The newly opened Statue of Liberty Museum, which debuted May 16 in New York Harbor, brings to light a little-spoken-of aspect of the statue’s history: the statue was never meant to be about immigration, but meant to honor the liberation of slaves.
Wrote the Washington Post:
As reported in the Washington Post, the idea that the Statue of Liberty is about immigration, doesn’t add up. Ellis Island, the gateway for many immigrants, opened in 1892, six years after Lady Liberty was gifted to the U.S. by France in 1886. Also, the Emma Lazarus poem, engraved on the base of the towering sculpture, which reads, “Give me your tired, your poor, your huddled masses yearning to breathe free ...” didn’t appear on the statue until 1903.“One of the first meanings [of the statue] had to do with abolition, but it’s a meaning that didn’t stick,” Edward Berenson, a history professor at New York University and author of the book “The Statue of Liberty: A Transatlantic Story,” said in an interview with The Washington Post.
An expert on the U.S. Constitution and a prominent abolitionist, Édouard de Laboulaye came up with the idea for the tourist attraction, which drew 4.5 million visitors in 2018. He developed it in June 1865 after meeting with other French abolitionists, hoping to bolster the French belief in democracy by honoring America’s democracy, which had just abolished slavery.
“They talked about the idea of creating some kind of commemorative gift that would recognize the importance of the liberation of the slaves,” Berenson told the Post.
In an early model of the statue from 1870, the Statue of Liberty can be seen holding broken shackles. This clay model, referencing slavery’s end, can currently be viewed at the Museum of the City of New York.

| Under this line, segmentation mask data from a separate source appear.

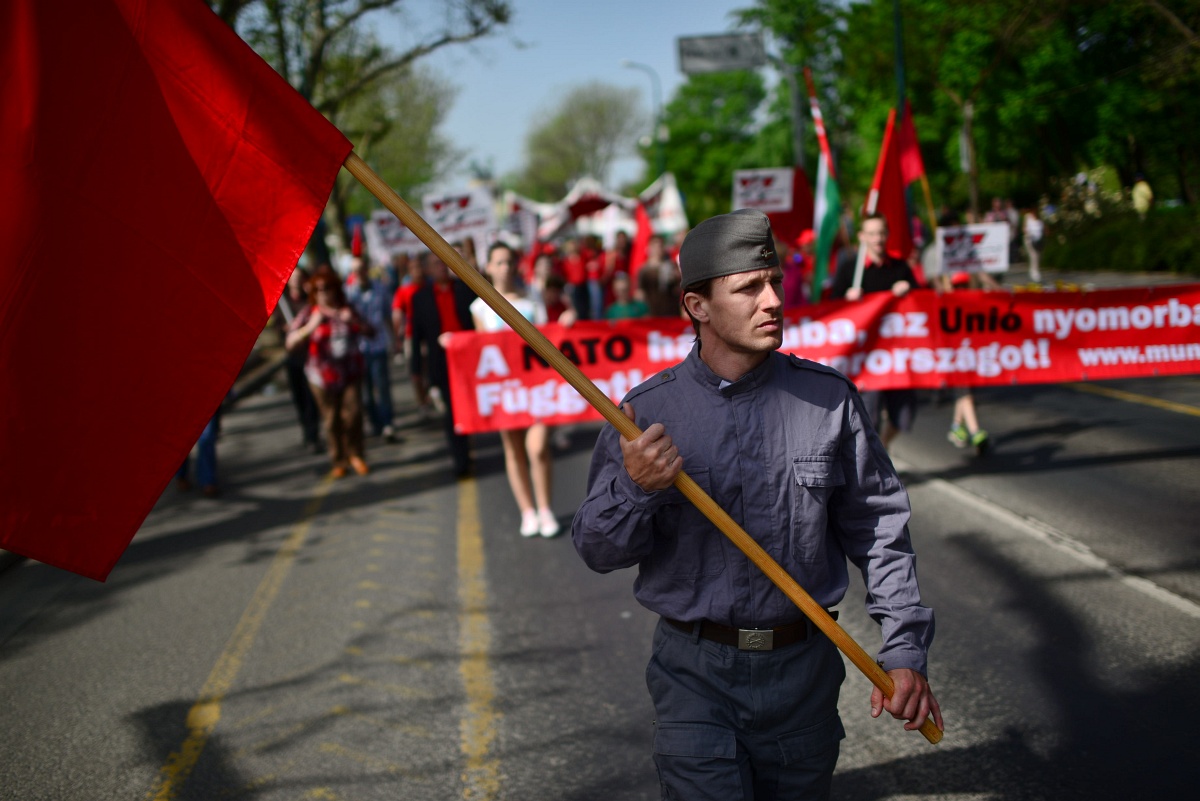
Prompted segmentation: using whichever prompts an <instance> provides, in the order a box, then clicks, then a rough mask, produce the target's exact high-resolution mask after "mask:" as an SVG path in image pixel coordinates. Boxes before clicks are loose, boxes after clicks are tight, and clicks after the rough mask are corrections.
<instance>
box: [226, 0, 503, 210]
mask: <svg viewBox="0 0 1200 801" xmlns="http://www.w3.org/2000/svg"><path fill="white" fill-rule="evenodd" d="M210 5H211V6H212V8H214V10H215V11H216V13H218V14H220V16H221V17H222V19H224V20H226V22H227V23H229V24H230V25H232V26H233V28H234V30H236V31H238V32H239V35H240V36H241V37H242V38H244V40H246V41H247V42H248V43H250V44H251V46H252V47H253V48H254V49H256V50H257V52H258V53H259V55H262V56H263V58H264V59H265V60H266V61H268V62H269V64H270V65H271V66H272V67H275V70H276V71H277V72H278V73H280V74H281V76H283V77H284V78H286V79H287V80H288V83H290V84H292V85H293V86H295V88H296V90H298V91H299V92H300V94H301V95H302V96H304V97H305V98H306V100H308V102H311V103H312V104H313V107H316V108H317V110H319V112H322V113H323V114H324V115H325V116H328V118H329V119H330V121H331V122H334V125H336V126H338V127H340V128H341V130H342V131H343V132H344V133H347V135H348V137H349V138H350V140H352V141H354V143H355V150H356V151H358V152H359V155H360V156H362V157H364V158H371V152H376V153H379V164H380V165H382V167H384V165H385V164H386V167H385V170H386V169H392V175H394V176H396V177H404V176H407V179H408V180H413V181H414V183H415V185H418V186H419V185H420V182H421V180H419V179H420V176H421V175H425V176H426V177H425V179H424V180H430V179H431V177H436V176H437V173H438V170H439V169H444V168H445V167H446V165H448V164H449V163H450V162H451V161H452V157H451V153H450V149H449V146H448V145H446V144H445V143H444V141H440V140H438V139H437V137H434V141H432V143H431V144H430V146H428V147H427V149H425V157H430V158H432V159H433V161H432V162H431V163H428V164H425V165H424V167H422V165H418V164H415V162H414V161H413V159H412V158H408V159H400V155H398V153H400V149H401V147H402V146H403V143H406V141H407V143H409V144H412V143H414V141H416V140H418V139H421V138H425V137H428V135H430V134H431V133H432V132H433V130H434V128H436V126H437V124H438V122H440V119H442V115H440V114H438V113H437V112H436V110H433V109H431V108H430V98H431V96H436V97H437V100H439V101H442V100H446V98H448V96H449V92H448V91H446V90H445V86H444V84H443V83H442V82H439V80H438V79H436V78H433V77H432V76H430V74H428V73H424V72H414V70H413V67H414V65H415V64H416V62H418V61H419V60H420V59H421V58H424V56H426V55H428V54H431V53H433V52H436V50H438V49H440V48H444V47H449V46H454V44H461V43H466V42H472V41H475V40H478V38H481V37H485V36H488V35H491V34H493V32H496V31H497V30H498V29H499V28H502V26H504V25H506V24H508V23H509V22H510V20H511V17H512V8H511V4H510V2H508V0H448V1H446V2H445V4H443V8H442V10H440V13H439V14H438V17H437V18H438V20H439V22H438V23H437V24H436V25H434V26H432V28H426V26H424V25H421V24H418V20H416V19H415V17H414V16H413V13H412V12H410V8H412V4H410V2H404V1H403V0H210ZM385 13H391V14H396V16H400V17H402V18H403V19H404V20H406V23H410V24H406V26H404V30H406V31H408V40H407V43H406V46H404V47H403V48H401V49H394V48H391V47H388V46H385V44H383V43H380V42H379V40H378V37H377V36H376V35H374V31H373V23H374V22H376V20H378V19H379V16H380V14H385ZM404 90H413V94H412V95H410V94H408V92H407V91H404ZM431 122H432V127H431ZM389 140H390V141H389ZM418 157H420V156H419V155H418V153H413V158H418ZM401 161H404V162H406V163H407V165H404V164H401ZM362 192H364V191H362V189H361V188H360V187H358V183H356V182H355V181H354V179H352V177H350V176H348V175H338V177H337V185H336V186H335V189H334V194H332V198H331V201H330V207H331V210H332V216H334V218H335V221H336V222H337V225H336V227H335V230H336V231H338V233H341V231H342V230H344V222H346V217H347V215H348V209H349V204H350V203H352V201H354V198H355V197H356V195H358V197H359V201H358V203H359V204H360V205H362V204H365V203H366V199H365V195H362Z"/></svg>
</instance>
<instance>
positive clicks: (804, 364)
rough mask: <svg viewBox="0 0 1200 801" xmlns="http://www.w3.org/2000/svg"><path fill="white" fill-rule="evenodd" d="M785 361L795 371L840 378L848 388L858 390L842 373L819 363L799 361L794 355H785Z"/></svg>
mask: <svg viewBox="0 0 1200 801" xmlns="http://www.w3.org/2000/svg"><path fill="white" fill-rule="evenodd" d="M787 361H788V363H791V366H792V367H796V368H797V369H810V371H815V372H817V373H826V374H828V375H834V377H836V378H840V379H841V380H842V381H845V383H846V384H850V386H852V387H853V389H856V390H857V389H858V387H857V386H854V383H853V381H851V380H850V379H848V378H846V375H845V374H844V373H841V372H840V371H836V369H834V368H833V367H829V366H828V365H822V363H821V362H815V361H812V360H811V359H800V357H799V356H797V355H796V354H787Z"/></svg>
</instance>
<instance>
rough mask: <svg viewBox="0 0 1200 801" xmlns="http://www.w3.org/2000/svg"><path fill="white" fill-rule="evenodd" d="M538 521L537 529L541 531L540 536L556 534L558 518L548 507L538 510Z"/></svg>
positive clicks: (553, 535)
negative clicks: (541, 509)
mask: <svg viewBox="0 0 1200 801" xmlns="http://www.w3.org/2000/svg"><path fill="white" fill-rule="evenodd" d="M538 523H539V530H540V531H541V536H544V537H557V536H558V531H559V526H558V518H557V517H554V513H553V512H552V511H551V510H548V508H544V510H539V511H538Z"/></svg>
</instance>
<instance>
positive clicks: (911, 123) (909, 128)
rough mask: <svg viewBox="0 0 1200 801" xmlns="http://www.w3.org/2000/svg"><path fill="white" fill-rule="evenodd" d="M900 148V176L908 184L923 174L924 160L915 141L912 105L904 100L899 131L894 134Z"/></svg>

According to the Washington Post, with the final version, you can clearly see that there are broken chains under Lady Liberty’s feet, but they are not as readily apparent as in the older terra cotta model where she is holding the chains in her left hand.
The statue would ultimately be revealed to the public as “Liberty Enlightening the World” on Oct. 28, 1886. And while, originally, the celebration was meant to mark the history of American slavery, the true nature of the event was obscured by quite a bit of pomp and circumstance (from fireworks to a military parade)—including the French sculptor who created the statue, Frédéric-Auguste Bartholdi, pulling his own stunt of removing a French flag obscuring the statue’s face.
But even then, black critics were vocal about what they saw as the hypocrisy of a monument to liberty in the land of inopportunity.
From the Washington Post:
In his book, Berenson quotes an 1886 editorial in the black newspaper the Cleveland Gazette: “Shove the Bartholdi statue, torch and all, into the ocean until the ‘liberty’ of this country is such as to make it possible for an industrious and inoffensive colored man in the South to earn a respectable living for himself and family … The idea of the ‘liberty’ of this country ‘enlightening the world,’ or even Patagonia, is ridiculous in the extreme.”
And this is a problem that surrounds Lady Liberty to this very day, an America where “liberty” is still determined at times by the color of one’s skin.
Correction: 6/17/19, 5:25 p.m.: This story has been updated to reflect the correct date of the museum’s opening and to correct phrasing around the Statue of Liberty’s lore. This story has also removed and rewritten unattributed text.